This week I had the opportunity to ask David Maine a few questions. David works with two different biotech startups, DxDiscovery and Strykagen. DxDiscovery focuses on antibody based diagnostics and therapeutics while StrykaGen is developing transformative therapeutics and diagnostics for life-threatening rare muscle diseases. David himself received a BS in Environmental Resource Economics and a MA in Economics, both from the University of Nevada, Reno. Currently David oversees the business operations and development of DxDiscovery’s suite of diagnostic products while he serves as CFO of StrykaGen. The transcript of the interview follows:
Reid: How did the idea for your startup come about?
David: Academic research has extreme potential for application into commercially available products or services. The idea for startup formation happened organically with successful licensing/partnerships between academic laboratories and private companies. Utilizing these successful experiences towards commercialization from UNR faculty, and assistance from Ryan Heck from the UNR Technology Transfer Office, we have been able to develop a business model that translates academic research into the private market and contributes to local economic development. Between both companies an annual total of $1.5 Million dollars in R&D is underway, employing 11 past or current University of Nevada, Reno students.
R: What pieces of advice would you give to college students who are interested in becoming entrepreneurs?
D: Get out there and make it happen! Work for free, take a risk, fall on your face in front of important people, and get up smiling. You can sleep when your dead.
R: What’s your process for idea generation?
D: Explore the landscape for needs, listen to the academic answer, and formulate strategy for adaptation.
R: What skills would you say are most important to being successful in entrepreneurship?
D: In my opinion, the ability to face failure head on and try again is the single most important thing. This may sound funny, but I learned everything I needed to know about being an entrepreneur through skateboarding. You fall, you fail, you get hurt, you bruise, and you bleed. Yet each failure builds up to achieving your goal. Then you blast it and feel great, and your wheel catches a rock and slams you back down again. This is entrepreneurship, keep pushing.

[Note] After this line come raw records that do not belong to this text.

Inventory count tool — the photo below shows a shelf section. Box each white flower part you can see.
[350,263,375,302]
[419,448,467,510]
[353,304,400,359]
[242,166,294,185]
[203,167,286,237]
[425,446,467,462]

R: What have been some of your failures and how have you dealt with them?
D: Translating academic know how to a business model or plan is a very tricky process. I worked very hard to develop a business plan for the Sontag competition that reflected the business opportunity and the research. When it came to the 2nd year of entering the competition, (first year did not make it past the 10-page plan), I made it to the finals. My final pitch ended up embarrassing me to the point where I knew 5 minutes in I had failed. The failure came directly from listening too much to everyone else’s advice and forgetting why I was there in the first place. Moving forward I developed a filtering system for advice that has helped me derive basic understanding of the motivations of advice and which pieces hold value.
R: Where do you see you or your startups in ten years?
D: I would like to see DxDiscovery develop a rapid diagnostic test for Pertussis and Lyme disease for use around the world. Additionally, I would like to assist in the development of a therapeutic treatment for meliodosis using our antibodies.
I would like to see StrykaGen fully develop their therapeutic treatments through FDA clearance and be available for patients who suffer from the various forms of Muscular Dystrophy, muscle disease, or muscle related issues.
R: What do you think is the major difference between entrepreneurs and someone that works for someone else?
D: There are no sick days in entrepreneurship.
R: How do you spend time outside of Business?
D: Hanging out with my kids, skateboarding, mountain biking, trail running, or anything outside. I truly enjoy living in these mountains.
R: Who has been your biggest inspiration?
D: Kids, all of them. They live unfiltered, for the most part, and I am always amazed when listening to them.